Recent research from Deloitte surveying Gen Z and Millennials showed high levels of burnout resulting from ongoing workplace stress. Not only did 43% of Millennials and 45% of Gen Z respondents indicate they feel burned out due to workplace intensity and demands, but more than four out of 10 respondents also said that burnout was a leading reason to quit their jobs. Worse, 25% of Millennials and 20% of Gen Zs said that their employers didn’t take burnout seriously.

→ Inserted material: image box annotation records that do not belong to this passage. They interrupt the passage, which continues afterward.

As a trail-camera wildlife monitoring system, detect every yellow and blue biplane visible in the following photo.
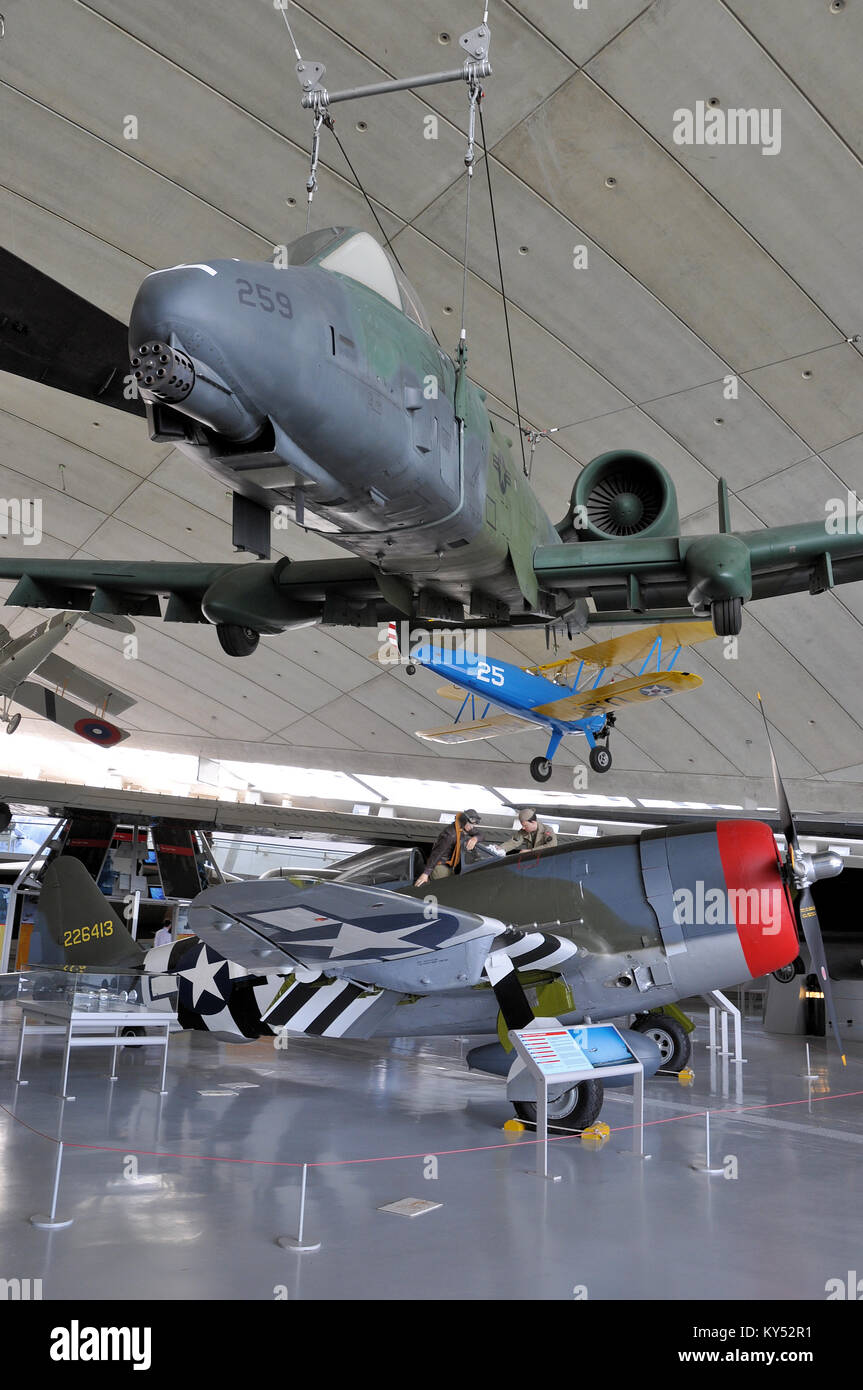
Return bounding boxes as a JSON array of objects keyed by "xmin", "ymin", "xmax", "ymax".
[{"xmin": 410, "ymin": 623, "xmax": 716, "ymax": 783}]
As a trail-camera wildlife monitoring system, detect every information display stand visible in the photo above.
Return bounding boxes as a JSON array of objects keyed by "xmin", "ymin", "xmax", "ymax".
[
  {"xmin": 510, "ymin": 1019, "xmax": 645, "ymax": 1182},
  {"xmin": 15, "ymin": 969, "xmax": 176, "ymax": 1101}
]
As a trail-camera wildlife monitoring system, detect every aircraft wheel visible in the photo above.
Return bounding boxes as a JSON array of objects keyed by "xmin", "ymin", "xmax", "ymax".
[
  {"xmin": 513, "ymin": 1081, "xmax": 605, "ymax": 1130},
  {"xmin": 632, "ymin": 1013, "xmax": 692, "ymax": 1072},
  {"xmin": 710, "ymin": 599, "xmax": 743, "ymax": 637},
  {"xmin": 215, "ymin": 623, "xmax": 261, "ymax": 656},
  {"xmin": 588, "ymin": 748, "xmax": 611, "ymax": 773},
  {"xmin": 773, "ymin": 956, "xmax": 803, "ymax": 984},
  {"xmin": 531, "ymin": 758, "xmax": 552, "ymax": 781}
]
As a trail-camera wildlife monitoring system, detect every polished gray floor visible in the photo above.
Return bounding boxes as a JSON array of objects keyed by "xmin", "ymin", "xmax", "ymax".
[{"xmin": 0, "ymin": 1004, "xmax": 863, "ymax": 1300}]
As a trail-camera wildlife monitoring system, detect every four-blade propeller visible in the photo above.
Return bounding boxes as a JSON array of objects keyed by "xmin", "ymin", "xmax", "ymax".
[{"xmin": 757, "ymin": 691, "xmax": 845, "ymax": 1066}]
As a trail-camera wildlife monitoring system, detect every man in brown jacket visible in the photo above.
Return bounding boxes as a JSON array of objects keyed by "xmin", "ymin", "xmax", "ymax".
[{"xmin": 414, "ymin": 810, "xmax": 479, "ymax": 888}]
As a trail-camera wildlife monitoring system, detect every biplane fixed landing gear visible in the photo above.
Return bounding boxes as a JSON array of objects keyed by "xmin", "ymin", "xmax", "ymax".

These statistics cannot be ignored. Individuals are prioritizing mental health more than ever and aren’t afraid to leave positions that don’t support their well-being. In 2022, more employers began investing in wellness programs, including in-office offerings like meditation classes and stress management workshops. With the rise of remote and hybrid work models, wellness programs have evolved to include credits toward fitness programs and healthy food prep services, increased availability of telehealth and online health consultations, and intentional social gatherings.
What To Expect in 2023
Employers must evaluate how their organization can support employees as a larger employee retention strategy. Putting employees first boosts the employee experience, and yields improved engagement, higher productivity, and increased morale while minimizing sick leave costs. In 2023, more employers will invest in mental health with trends such as wellness apps, nutrition education, and functional fitness to help enhance employee performance while keeping them strong and healthy.

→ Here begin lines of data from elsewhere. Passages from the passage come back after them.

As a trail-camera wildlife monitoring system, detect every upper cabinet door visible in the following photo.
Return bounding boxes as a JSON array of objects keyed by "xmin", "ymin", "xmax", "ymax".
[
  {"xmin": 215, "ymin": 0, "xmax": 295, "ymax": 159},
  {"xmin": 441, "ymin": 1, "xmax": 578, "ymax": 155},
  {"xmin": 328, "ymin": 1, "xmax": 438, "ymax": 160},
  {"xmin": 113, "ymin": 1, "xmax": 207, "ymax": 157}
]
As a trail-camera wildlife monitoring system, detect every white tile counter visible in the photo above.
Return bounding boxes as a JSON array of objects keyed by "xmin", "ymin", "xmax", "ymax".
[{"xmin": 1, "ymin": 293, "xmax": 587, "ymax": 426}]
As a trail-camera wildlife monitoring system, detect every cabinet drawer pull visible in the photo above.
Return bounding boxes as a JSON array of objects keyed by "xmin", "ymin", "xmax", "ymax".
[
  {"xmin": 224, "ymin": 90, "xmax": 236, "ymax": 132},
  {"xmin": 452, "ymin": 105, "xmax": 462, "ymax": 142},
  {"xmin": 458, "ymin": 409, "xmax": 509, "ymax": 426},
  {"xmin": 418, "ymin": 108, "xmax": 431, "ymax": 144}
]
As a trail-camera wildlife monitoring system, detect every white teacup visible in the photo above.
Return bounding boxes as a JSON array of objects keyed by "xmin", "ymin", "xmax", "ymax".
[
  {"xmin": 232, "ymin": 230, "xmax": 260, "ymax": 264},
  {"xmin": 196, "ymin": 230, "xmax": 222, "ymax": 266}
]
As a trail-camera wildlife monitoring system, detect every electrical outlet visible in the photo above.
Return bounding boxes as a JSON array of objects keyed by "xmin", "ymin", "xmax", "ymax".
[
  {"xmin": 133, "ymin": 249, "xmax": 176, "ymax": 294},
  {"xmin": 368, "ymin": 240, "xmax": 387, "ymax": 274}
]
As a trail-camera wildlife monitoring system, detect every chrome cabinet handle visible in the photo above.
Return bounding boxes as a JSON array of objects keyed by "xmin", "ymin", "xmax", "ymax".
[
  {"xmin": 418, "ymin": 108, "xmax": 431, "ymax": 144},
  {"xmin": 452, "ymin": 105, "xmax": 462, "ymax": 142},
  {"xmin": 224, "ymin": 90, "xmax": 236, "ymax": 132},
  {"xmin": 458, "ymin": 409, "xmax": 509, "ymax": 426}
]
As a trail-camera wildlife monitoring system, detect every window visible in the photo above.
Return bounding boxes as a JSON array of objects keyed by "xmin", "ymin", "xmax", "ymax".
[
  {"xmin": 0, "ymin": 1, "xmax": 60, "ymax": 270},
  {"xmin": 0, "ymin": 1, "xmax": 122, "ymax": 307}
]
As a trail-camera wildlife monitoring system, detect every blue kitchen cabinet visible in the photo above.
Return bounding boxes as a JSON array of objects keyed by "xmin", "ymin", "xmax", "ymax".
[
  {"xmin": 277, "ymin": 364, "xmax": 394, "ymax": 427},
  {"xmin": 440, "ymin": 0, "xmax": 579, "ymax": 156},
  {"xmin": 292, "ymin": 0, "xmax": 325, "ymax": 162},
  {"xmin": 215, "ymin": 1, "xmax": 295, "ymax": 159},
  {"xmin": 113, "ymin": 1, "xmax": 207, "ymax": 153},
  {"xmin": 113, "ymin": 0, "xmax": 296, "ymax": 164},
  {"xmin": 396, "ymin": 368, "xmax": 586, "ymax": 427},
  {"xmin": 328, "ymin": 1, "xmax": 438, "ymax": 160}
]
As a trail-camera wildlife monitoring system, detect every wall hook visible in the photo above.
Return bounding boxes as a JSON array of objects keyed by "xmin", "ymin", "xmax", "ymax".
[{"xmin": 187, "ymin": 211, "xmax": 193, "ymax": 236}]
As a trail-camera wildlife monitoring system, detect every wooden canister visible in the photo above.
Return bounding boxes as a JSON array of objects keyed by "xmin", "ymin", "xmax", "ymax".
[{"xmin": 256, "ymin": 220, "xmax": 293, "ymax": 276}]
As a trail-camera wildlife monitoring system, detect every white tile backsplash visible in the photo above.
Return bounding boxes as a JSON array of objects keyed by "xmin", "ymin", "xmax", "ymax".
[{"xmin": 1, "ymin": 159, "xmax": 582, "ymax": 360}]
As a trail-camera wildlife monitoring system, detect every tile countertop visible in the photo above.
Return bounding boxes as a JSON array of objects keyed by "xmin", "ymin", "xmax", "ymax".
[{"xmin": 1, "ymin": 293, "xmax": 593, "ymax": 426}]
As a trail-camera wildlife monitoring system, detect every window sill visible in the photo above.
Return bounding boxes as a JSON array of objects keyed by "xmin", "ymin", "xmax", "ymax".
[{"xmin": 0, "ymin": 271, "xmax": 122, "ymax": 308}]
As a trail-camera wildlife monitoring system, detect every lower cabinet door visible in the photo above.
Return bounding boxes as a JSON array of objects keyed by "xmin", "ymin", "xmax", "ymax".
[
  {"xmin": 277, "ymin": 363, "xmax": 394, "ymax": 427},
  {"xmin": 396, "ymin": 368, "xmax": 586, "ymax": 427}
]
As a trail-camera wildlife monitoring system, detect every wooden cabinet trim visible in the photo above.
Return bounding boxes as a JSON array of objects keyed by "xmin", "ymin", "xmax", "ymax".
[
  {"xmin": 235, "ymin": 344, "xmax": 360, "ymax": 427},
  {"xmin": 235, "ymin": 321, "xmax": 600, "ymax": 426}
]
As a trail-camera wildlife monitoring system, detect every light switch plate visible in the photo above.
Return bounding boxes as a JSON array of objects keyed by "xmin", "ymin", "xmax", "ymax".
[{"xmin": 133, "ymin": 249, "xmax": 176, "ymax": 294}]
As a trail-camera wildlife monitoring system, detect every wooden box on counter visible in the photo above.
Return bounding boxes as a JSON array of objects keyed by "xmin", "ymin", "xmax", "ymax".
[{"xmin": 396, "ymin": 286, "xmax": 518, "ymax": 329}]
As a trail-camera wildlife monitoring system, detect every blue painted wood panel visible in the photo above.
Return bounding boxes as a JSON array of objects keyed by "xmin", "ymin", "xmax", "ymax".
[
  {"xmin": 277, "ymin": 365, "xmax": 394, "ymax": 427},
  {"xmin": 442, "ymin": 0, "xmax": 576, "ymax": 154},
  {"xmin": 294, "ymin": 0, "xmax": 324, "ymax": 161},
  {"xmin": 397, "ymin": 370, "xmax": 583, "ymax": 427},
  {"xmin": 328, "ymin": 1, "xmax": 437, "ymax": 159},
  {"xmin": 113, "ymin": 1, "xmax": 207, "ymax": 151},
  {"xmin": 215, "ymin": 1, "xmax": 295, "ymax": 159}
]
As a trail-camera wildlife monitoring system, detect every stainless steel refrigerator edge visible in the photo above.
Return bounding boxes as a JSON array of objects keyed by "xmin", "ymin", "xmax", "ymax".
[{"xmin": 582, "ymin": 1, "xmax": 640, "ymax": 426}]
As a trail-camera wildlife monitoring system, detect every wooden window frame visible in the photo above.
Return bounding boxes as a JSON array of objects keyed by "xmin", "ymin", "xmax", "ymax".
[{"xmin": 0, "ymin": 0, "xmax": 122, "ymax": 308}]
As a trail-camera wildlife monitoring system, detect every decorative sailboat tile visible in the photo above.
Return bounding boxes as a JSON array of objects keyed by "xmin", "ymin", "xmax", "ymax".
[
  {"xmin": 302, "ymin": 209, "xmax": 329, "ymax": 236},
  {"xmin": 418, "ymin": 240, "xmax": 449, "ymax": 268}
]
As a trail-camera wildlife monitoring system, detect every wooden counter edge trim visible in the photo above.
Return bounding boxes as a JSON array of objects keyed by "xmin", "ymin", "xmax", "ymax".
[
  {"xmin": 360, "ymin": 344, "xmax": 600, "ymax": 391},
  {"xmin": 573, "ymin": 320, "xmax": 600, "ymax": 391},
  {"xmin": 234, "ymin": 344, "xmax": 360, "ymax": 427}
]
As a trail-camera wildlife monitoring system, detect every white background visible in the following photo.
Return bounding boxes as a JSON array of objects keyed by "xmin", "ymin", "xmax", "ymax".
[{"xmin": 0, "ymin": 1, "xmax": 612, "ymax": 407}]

Focusing on Diversity, Equity, and Inclusion Protocols and Policies
Workplaces will be more diverse than ever in 2023, accelerating the 2021 and 2022 trends of diversity, equity, and inclusion (DEI). But it’s more than just a rising trend.
Recent years have seen society’s demand for fair practices and safe workplaces for everyone. Increased connectivity makes it more difficult for companies and individuals to hide injustices, and the public is holding organizations, companies, and brands accountable for their missteps.

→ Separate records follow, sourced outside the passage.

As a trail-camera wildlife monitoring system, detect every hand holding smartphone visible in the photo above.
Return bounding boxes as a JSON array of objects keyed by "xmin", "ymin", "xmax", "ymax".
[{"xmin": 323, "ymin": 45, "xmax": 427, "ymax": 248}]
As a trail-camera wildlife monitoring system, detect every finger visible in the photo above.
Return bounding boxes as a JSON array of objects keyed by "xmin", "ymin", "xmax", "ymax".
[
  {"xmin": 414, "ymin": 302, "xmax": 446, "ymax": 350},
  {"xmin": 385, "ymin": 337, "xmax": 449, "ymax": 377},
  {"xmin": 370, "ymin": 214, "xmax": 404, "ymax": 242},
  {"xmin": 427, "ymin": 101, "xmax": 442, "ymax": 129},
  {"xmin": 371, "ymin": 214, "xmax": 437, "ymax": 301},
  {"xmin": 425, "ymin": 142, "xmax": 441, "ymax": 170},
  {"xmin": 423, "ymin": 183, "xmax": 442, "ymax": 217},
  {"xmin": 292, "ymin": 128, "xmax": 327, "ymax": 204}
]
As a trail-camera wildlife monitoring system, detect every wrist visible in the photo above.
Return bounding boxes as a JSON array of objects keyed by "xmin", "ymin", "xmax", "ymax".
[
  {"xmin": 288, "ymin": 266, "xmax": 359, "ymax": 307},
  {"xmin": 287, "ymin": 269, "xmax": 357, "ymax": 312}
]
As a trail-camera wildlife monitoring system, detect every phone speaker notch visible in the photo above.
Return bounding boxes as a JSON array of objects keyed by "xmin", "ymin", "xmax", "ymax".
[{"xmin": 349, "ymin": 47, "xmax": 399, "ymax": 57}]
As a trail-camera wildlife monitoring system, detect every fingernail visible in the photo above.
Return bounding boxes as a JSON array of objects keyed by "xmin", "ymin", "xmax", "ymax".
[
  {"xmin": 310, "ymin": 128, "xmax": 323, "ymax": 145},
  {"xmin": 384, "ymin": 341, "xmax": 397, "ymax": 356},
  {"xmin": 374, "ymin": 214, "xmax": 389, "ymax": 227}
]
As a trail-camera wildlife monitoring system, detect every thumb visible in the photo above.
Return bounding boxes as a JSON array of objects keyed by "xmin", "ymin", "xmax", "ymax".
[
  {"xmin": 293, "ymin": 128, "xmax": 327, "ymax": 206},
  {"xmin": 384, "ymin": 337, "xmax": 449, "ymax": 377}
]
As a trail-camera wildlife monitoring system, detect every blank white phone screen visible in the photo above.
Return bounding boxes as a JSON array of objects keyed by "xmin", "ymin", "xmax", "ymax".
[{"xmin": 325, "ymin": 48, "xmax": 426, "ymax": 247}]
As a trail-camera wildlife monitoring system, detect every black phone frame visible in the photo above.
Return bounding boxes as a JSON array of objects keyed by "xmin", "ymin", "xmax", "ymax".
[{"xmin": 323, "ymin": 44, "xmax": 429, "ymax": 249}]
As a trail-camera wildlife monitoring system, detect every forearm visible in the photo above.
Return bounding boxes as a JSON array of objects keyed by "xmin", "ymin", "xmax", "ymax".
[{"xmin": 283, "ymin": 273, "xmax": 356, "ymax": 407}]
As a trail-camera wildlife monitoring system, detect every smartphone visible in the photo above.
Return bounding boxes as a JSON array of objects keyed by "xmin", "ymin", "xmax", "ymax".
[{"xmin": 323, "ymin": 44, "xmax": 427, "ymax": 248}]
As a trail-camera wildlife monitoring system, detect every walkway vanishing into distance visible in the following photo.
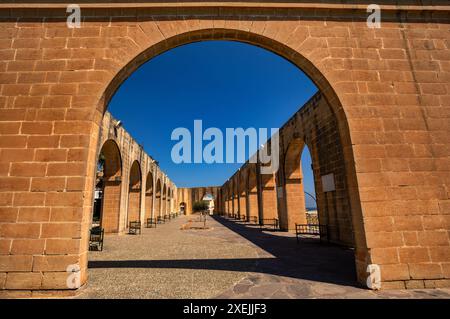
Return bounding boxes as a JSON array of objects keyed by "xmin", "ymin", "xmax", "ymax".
[{"xmin": 78, "ymin": 215, "xmax": 450, "ymax": 299}]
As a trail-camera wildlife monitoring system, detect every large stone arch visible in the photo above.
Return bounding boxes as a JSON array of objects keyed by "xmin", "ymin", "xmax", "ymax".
[
  {"xmin": 127, "ymin": 160, "xmax": 142, "ymax": 227},
  {"xmin": 0, "ymin": 5, "xmax": 450, "ymax": 296},
  {"xmin": 144, "ymin": 172, "xmax": 154, "ymax": 221},
  {"xmin": 238, "ymin": 170, "xmax": 249, "ymax": 218},
  {"xmin": 161, "ymin": 183, "xmax": 167, "ymax": 216},
  {"xmin": 280, "ymin": 138, "xmax": 306, "ymax": 229},
  {"xmin": 99, "ymin": 139, "xmax": 122, "ymax": 233},
  {"xmin": 246, "ymin": 165, "xmax": 259, "ymax": 219},
  {"xmin": 154, "ymin": 178, "xmax": 162, "ymax": 217}
]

Incorporating mental health awareness, accommodations for people with disabilities, and supporting people’s rights regardless of the color of their skin, gender, or sexual orientation.
Although there have been significant strides, organizations and decision-makers must prioritize DEI, not only to support positive public perception but also to support employee retention. According to data from Deloitte, an organization’s lack of commitment to DEI is among the chief factors driving employees to leave within two years, while inclusive environments entice workers to stay for five years or longer.
Looking Ahead to 2023
This is a trend that organizations, leaders, and decision-makers must pay attention to while maintaining awareness of their role in creating an inclusive, equitable, and diverse environment. Consider focusing on DEI initiatives such as awareness and support of gender identity and expression, multigenerational workforces, and employee mental health.
Awareness of microaggressions and unconscious biases is essential, particularly because even what seems like a subtle or unintended insult can increase stress and employee turnover while perpetuating the prejudices that society is trying to eradicate. To promote equity across the workforce, transparency and clarity in all processes are key.
Assess Your Workplace and Plan for the Future
Before the ball drops and we officially bid goodbye to 2022, it’s essential for organizations to reflect not only on their goals for the year ahead but also on how well they’re keeping up with the current year’s most important trends. Adapting to meet trends like adopting employee-first hybrid and remote work policies, flexible schedules, multifunctional workspaces, resimercial design, employee health and wellness, and DEI helps promote a healthy, robust culture. It’s also a critical step in starting 2023 in a strong, successful manner while creating an employee experience that attracts and retains talent.